Six Best Things About Bob Dole

Printed from: https://newbostonpost.com/2021/12/05/six-best-things-about-bob-dole/

Bob Dole died today. The former Republican U.S. senator and three-time presidential candidate was 98.

Dole was no conservative. Newt Gingrich used to deride him as “tax collector for the welfare state.”

But Dole was a decent man with American values at his core.

Here are six of the best things about him:

 

1.  Appreciation For States’ Rights

Bob Dole may be the only federal politician ever to claim that he carried around with him a copy of the Tenth Amendment.

That’s one of the forgotten children from the Bill of Rights. It says that any powers “not delegated” to the federal government by the federal constitution nor prohibited to the states “are reserved to the States respectively, or to the People.”

In other words:  The federal government is not supposed to be all-knowing, all-seeing, all-powerful. At the heart of the checks-and-balances system described by the United States Constitution is a tension not just among various branches of the federal government, but also between the federal government and the states.

Our country would be better off if states were more powerful than they are now and if the federal government were less powerful.

However he did or didn’t practice those principles, Dole at least articulated them.

 

2.  Skepticism Toward War

One obituary of Dole claimed that he committed a “gaffe” during a 1976 debate when he was the Republican nominee for vice president by referring to World War I, World War II, Korea, and Vietnam as “all Democrat wars, all in this century.”
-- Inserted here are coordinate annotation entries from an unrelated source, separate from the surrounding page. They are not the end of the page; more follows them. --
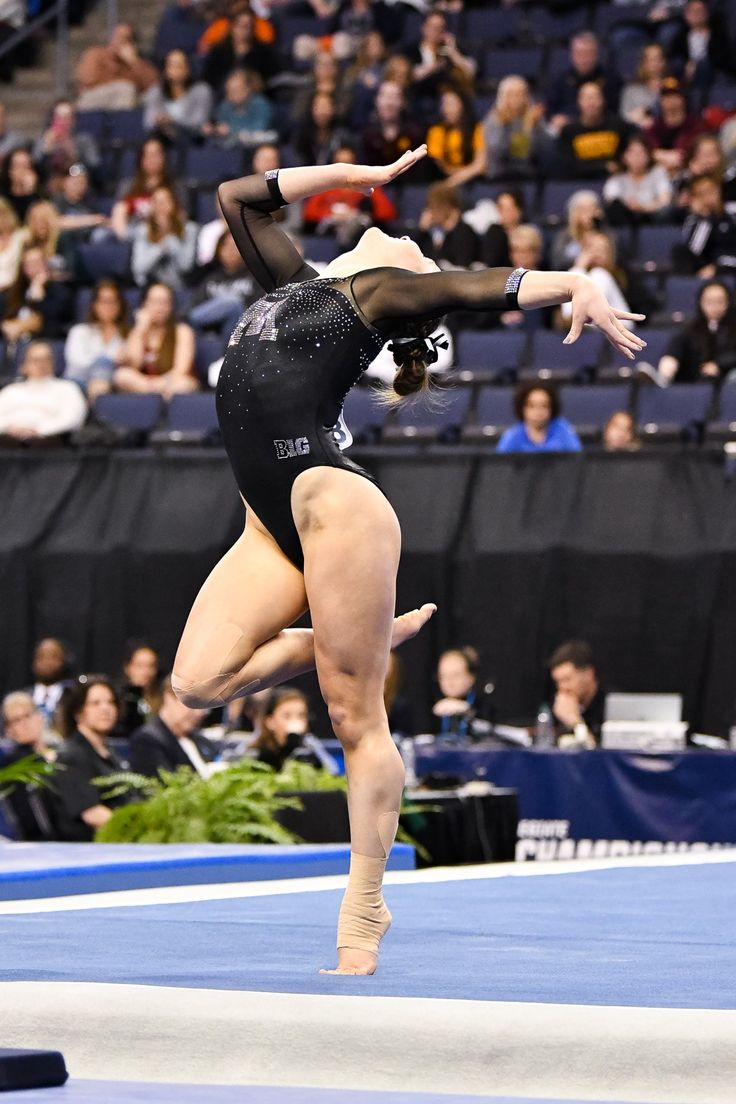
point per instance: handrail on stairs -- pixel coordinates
(59, 13)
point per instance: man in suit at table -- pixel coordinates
(172, 740)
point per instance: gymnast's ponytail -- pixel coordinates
(413, 354)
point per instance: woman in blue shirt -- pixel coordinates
(540, 428)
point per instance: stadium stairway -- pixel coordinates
(33, 89)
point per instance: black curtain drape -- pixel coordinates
(636, 553)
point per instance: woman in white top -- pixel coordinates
(640, 191)
(11, 245)
(164, 246)
(93, 348)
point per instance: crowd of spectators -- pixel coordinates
(117, 268)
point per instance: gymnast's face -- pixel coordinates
(382, 251)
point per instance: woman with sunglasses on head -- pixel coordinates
(320, 535)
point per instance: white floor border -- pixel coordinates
(180, 894)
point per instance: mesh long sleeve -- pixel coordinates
(385, 295)
(267, 251)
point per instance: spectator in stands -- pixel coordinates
(113, 77)
(51, 667)
(135, 195)
(326, 77)
(579, 699)
(61, 147)
(178, 105)
(512, 131)
(9, 139)
(172, 739)
(456, 141)
(541, 427)
(164, 246)
(619, 433)
(705, 347)
(597, 261)
(159, 354)
(19, 181)
(562, 101)
(181, 27)
(141, 689)
(443, 235)
(319, 137)
(494, 242)
(284, 723)
(241, 50)
(345, 212)
(584, 213)
(589, 146)
(36, 305)
(706, 158)
(640, 191)
(223, 288)
(674, 130)
(23, 724)
(92, 348)
(40, 409)
(362, 80)
(462, 703)
(89, 711)
(708, 233)
(438, 63)
(640, 98)
(11, 246)
(245, 114)
(391, 130)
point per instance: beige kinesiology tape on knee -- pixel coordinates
(364, 917)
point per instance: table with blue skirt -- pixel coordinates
(596, 804)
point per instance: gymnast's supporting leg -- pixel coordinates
(351, 541)
(236, 641)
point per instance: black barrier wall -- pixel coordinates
(636, 553)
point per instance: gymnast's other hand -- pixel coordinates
(592, 307)
(366, 177)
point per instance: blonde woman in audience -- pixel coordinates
(164, 246)
(93, 347)
(512, 129)
(584, 213)
(11, 245)
(158, 358)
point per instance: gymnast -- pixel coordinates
(320, 534)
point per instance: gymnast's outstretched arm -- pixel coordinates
(247, 204)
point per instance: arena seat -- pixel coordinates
(129, 412)
(493, 413)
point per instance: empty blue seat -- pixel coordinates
(129, 412)
(681, 404)
(193, 413)
(654, 246)
(593, 405)
(105, 258)
(213, 163)
(497, 350)
(548, 351)
(556, 194)
(518, 62)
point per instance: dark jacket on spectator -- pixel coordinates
(155, 747)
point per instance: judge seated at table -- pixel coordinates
(578, 703)
(462, 712)
(172, 739)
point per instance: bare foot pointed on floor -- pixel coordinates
(408, 625)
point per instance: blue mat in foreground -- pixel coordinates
(116, 1092)
(44, 870)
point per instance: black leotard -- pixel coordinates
(297, 351)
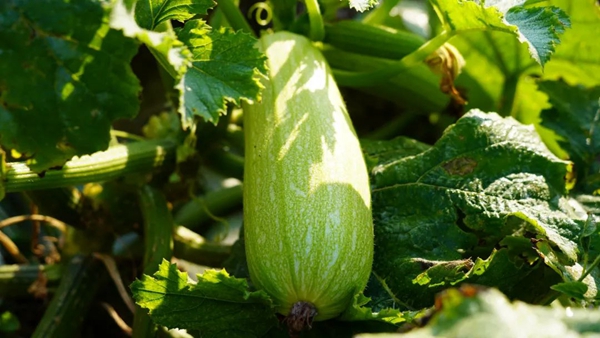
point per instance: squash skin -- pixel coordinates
(307, 207)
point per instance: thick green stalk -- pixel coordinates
(72, 299)
(373, 78)
(234, 16)
(194, 248)
(317, 29)
(137, 157)
(379, 14)
(417, 88)
(15, 279)
(509, 92)
(158, 237)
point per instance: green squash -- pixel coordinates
(307, 209)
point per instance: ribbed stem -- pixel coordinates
(102, 166)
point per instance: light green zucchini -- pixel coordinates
(307, 208)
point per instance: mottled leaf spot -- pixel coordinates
(460, 166)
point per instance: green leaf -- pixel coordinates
(539, 27)
(575, 116)
(572, 289)
(226, 67)
(472, 312)
(3, 171)
(216, 306)
(363, 5)
(151, 13)
(360, 311)
(382, 152)
(570, 272)
(64, 78)
(486, 178)
(577, 58)
(171, 53)
(9, 322)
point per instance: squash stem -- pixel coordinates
(365, 79)
(301, 317)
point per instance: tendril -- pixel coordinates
(257, 10)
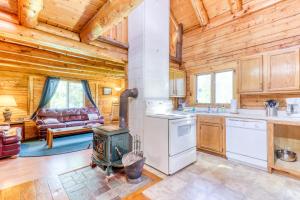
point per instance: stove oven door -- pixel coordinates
(182, 135)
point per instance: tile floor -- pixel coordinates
(214, 178)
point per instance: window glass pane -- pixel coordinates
(59, 100)
(224, 87)
(204, 88)
(76, 95)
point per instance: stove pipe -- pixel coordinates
(124, 105)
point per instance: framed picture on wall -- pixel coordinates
(107, 91)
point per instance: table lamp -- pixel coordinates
(7, 101)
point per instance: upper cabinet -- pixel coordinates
(276, 71)
(251, 74)
(282, 71)
(177, 83)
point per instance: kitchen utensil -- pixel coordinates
(271, 107)
(286, 155)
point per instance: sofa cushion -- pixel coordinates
(93, 116)
(51, 121)
(100, 121)
(50, 113)
(10, 140)
(46, 126)
(75, 123)
(69, 118)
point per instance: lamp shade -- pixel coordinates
(7, 101)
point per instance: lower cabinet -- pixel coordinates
(211, 134)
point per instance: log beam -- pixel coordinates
(38, 39)
(235, 5)
(110, 14)
(200, 11)
(9, 17)
(29, 11)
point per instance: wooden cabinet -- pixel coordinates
(251, 74)
(283, 71)
(177, 83)
(211, 134)
(272, 72)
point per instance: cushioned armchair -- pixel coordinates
(10, 142)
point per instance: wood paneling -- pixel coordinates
(267, 26)
(106, 18)
(10, 6)
(105, 102)
(38, 39)
(74, 13)
(27, 89)
(271, 28)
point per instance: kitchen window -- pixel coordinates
(215, 88)
(69, 94)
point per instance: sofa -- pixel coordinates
(10, 144)
(62, 118)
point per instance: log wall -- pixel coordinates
(27, 89)
(274, 27)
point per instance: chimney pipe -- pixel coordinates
(124, 105)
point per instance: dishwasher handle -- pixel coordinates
(247, 124)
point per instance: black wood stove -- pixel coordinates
(110, 143)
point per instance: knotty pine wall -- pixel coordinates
(275, 27)
(27, 90)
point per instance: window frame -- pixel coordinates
(68, 94)
(213, 87)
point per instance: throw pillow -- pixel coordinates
(93, 116)
(51, 121)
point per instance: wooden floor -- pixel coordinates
(37, 178)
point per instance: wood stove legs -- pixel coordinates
(108, 169)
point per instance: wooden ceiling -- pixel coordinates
(207, 14)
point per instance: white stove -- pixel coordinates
(169, 140)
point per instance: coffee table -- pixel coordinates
(51, 133)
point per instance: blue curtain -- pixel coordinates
(87, 92)
(48, 92)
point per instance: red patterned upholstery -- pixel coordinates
(10, 144)
(66, 118)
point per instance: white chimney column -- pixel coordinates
(148, 58)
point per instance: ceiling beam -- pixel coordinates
(38, 39)
(200, 11)
(110, 14)
(29, 11)
(235, 5)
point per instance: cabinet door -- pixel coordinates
(283, 71)
(251, 74)
(172, 87)
(211, 137)
(180, 83)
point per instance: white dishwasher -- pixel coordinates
(246, 141)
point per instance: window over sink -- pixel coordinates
(215, 87)
(69, 94)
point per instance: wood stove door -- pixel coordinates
(100, 147)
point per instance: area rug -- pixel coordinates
(88, 183)
(60, 146)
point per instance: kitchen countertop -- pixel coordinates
(255, 115)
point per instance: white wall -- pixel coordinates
(148, 57)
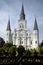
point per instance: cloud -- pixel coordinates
(12, 8)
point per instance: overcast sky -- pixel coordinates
(12, 8)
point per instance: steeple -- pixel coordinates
(35, 25)
(22, 14)
(8, 26)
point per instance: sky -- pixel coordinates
(12, 8)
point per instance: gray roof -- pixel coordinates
(35, 25)
(8, 26)
(22, 14)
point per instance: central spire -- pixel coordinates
(35, 25)
(8, 26)
(22, 14)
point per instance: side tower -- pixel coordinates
(35, 41)
(8, 33)
(22, 23)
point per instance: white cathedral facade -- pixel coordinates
(22, 35)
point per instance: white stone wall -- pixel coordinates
(35, 40)
(8, 37)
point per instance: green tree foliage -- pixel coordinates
(21, 50)
(40, 50)
(12, 50)
(6, 46)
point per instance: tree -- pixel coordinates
(12, 51)
(1, 42)
(21, 50)
(6, 46)
(40, 50)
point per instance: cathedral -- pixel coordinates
(22, 35)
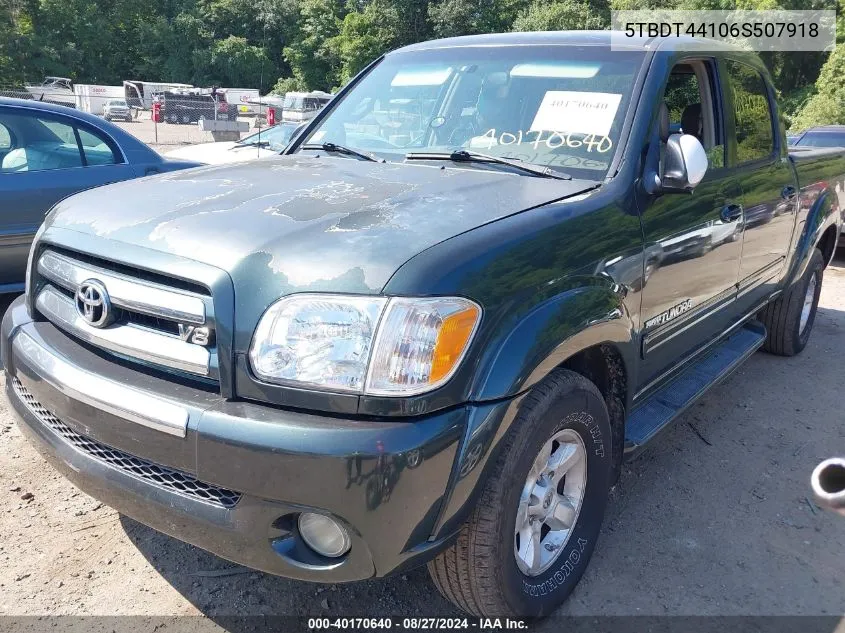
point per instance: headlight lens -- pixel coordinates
(316, 340)
(420, 344)
(373, 345)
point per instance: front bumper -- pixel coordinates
(161, 452)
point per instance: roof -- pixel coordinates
(127, 142)
(571, 38)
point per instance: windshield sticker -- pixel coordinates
(586, 112)
(421, 77)
(539, 139)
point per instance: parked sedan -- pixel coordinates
(47, 153)
(117, 109)
(268, 142)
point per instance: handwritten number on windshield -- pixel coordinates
(551, 139)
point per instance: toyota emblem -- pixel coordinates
(93, 304)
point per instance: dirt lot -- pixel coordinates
(714, 519)
(165, 137)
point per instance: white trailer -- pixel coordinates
(139, 94)
(91, 98)
(241, 98)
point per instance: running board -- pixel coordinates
(668, 402)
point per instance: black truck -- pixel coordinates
(431, 331)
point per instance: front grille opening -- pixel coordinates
(131, 271)
(161, 476)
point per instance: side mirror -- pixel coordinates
(685, 163)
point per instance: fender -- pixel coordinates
(545, 337)
(591, 313)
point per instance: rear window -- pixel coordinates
(822, 139)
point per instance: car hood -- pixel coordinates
(220, 153)
(306, 222)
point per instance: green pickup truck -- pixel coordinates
(430, 332)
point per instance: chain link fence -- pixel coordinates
(178, 121)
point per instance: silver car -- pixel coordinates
(117, 109)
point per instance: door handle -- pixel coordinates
(731, 213)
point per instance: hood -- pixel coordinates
(220, 153)
(306, 222)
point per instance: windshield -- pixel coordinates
(277, 136)
(552, 106)
(822, 139)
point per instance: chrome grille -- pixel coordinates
(147, 315)
(161, 476)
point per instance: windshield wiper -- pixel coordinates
(252, 144)
(464, 156)
(341, 149)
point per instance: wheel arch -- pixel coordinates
(602, 350)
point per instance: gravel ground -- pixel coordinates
(713, 519)
(166, 137)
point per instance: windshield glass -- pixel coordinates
(560, 107)
(822, 139)
(277, 136)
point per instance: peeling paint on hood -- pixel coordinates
(306, 222)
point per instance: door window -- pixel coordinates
(42, 144)
(5, 139)
(752, 113)
(690, 99)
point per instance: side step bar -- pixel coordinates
(668, 402)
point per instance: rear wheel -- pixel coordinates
(789, 319)
(529, 538)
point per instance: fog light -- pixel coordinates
(324, 535)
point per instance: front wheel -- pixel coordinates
(530, 537)
(789, 318)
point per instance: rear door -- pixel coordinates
(758, 156)
(45, 157)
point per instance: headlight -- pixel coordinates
(372, 345)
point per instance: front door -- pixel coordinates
(697, 237)
(768, 193)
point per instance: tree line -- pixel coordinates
(286, 45)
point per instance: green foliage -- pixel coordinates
(310, 55)
(562, 15)
(321, 44)
(827, 105)
(288, 84)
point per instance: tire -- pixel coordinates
(479, 572)
(786, 335)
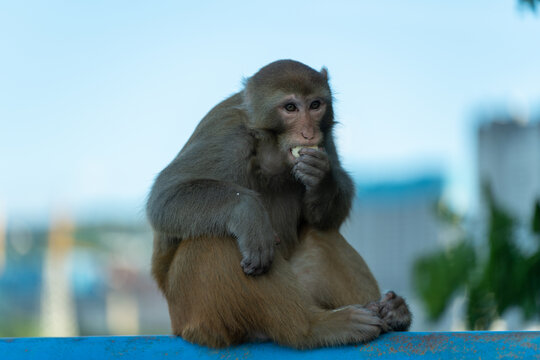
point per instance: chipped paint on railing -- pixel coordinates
(407, 345)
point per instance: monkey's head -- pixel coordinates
(291, 101)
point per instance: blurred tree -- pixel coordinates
(503, 278)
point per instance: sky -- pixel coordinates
(97, 97)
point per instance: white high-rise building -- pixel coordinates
(509, 162)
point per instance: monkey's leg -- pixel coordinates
(335, 275)
(212, 302)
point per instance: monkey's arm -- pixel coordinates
(329, 189)
(204, 207)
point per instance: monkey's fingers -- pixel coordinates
(308, 170)
(395, 312)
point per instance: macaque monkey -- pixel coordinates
(246, 220)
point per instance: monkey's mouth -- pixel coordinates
(296, 149)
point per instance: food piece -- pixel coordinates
(296, 149)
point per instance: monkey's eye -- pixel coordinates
(315, 105)
(290, 107)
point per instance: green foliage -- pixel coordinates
(504, 278)
(437, 277)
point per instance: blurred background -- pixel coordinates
(439, 111)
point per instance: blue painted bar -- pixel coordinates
(408, 345)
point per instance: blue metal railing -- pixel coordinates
(407, 345)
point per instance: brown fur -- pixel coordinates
(212, 302)
(233, 192)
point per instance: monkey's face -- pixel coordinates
(301, 117)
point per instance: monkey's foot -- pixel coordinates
(393, 310)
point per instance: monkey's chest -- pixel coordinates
(285, 214)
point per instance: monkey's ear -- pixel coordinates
(324, 72)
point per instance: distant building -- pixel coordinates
(509, 162)
(392, 224)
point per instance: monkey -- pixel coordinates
(246, 224)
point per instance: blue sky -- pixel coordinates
(97, 97)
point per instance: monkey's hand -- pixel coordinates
(393, 310)
(250, 224)
(311, 167)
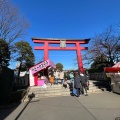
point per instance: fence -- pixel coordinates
(98, 76)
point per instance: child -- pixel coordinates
(65, 84)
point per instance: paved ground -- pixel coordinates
(99, 106)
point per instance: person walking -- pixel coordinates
(77, 80)
(62, 76)
(84, 83)
(51, 79)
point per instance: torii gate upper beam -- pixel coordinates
(77, 42)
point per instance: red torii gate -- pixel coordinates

But Dole, who was grievously wounded during World War II and essentially lost the use of his right arm due to his injuries, understood better than most the horrors of war.

Here’s what Dole went on to say during that debate 45 years ago:  “I figured out the other day:  if we added up the killed and wounded, in Democrat wars in this century, it would be about 1.6 million Americans. Enough to kill the city of Detroit.”

Dole later tried to walk back those words, as politicians do. But there’s something essentially correct in what he said.

It’s not necessary to engage in a long and precise debate about the various causes of World War II, for instance, to appreciate that the best wars are the ones we never fight.

 

3.  Not A Never-Trumper

In mid-2016, when many other establishment Republicans were headed for the tall grass, Bob Dole endorsed Donald Trump for president.

Dole argued that Trump needed to win for the good of the country, to keep Hillary Clinton from becoming president. He also thought Trump could do the job because “he’s kind of a deal-maker.”

Simple logic, that. Yet beyond the grasp of many a self-important GOP figure of national prominence.

 

4.  Never Giving Up

Dole didn’t have much of a shot in 1996. A burgeoning economy floated the boat of the incumbent president, whose most profound scandals were yet to come.

But Dole pulled out the stops that he could – resigning from the Senate mid-campaign and then going on a 30-city tour in four days to try to close the gap.

These efforts, of course, pale in comparison to his comeback from his World War II injuries, remaking himself from a near-death cripple to a lawyer and successful politician.

How affected was he by his war wounds?

It took Dole two hours to dress in the morning. He used to carry a pen in his right hand, so people wouldn’t try to shake it.

 

Bob Dole shakes hands with David Letterman in March 1995 — with his left hand. His right hand holds a pen.

 

5.  Sense of Humor

Bob Dole once claimed that Jack Kemp, an always-well-coiffed supply-side conservative, wanted “a business deduction for hairspray.”

During an appearance on Late Night With David Letterman in March 1995, Dole mentioned how he wrote a check for $250 as a donation for a jogging track at the White House for the benefit of then-president Bill Clinton because Dole “didn’t want him running out into the street, scaring people.”

“I gave him this check drawn on my own bank account, not something many Congressmen … do,” Dole said.

The night after he lost the presidential election to the incumbent in November 1996, Dole went back on Letterman’s show and had the crowd roaring. Among his lines:  “I had a question for the president. How about two out of three?”

 

6.  Generosity

Dole understandably had a soft spot in his heart for people who were grievously injured, which he demonstrated with quiet acts of kindness.

But he even acted kindly toward those with whom he had a difficult relationship.

Dole gave Newt Gingrich a loan of $300,000 in 1997 to help settle Gingrich’s ethics complaint in the United States House of Representatives – even though the two had often clashed.

In 1996, Dole turned to Jack Kemp, his frequent former antagonist, to be his running mate. It was a political calculation, certainly, but it also suggested, as syndicated columnist Robert Novak said at the time, “Bob Dole’s largeness of spirit.”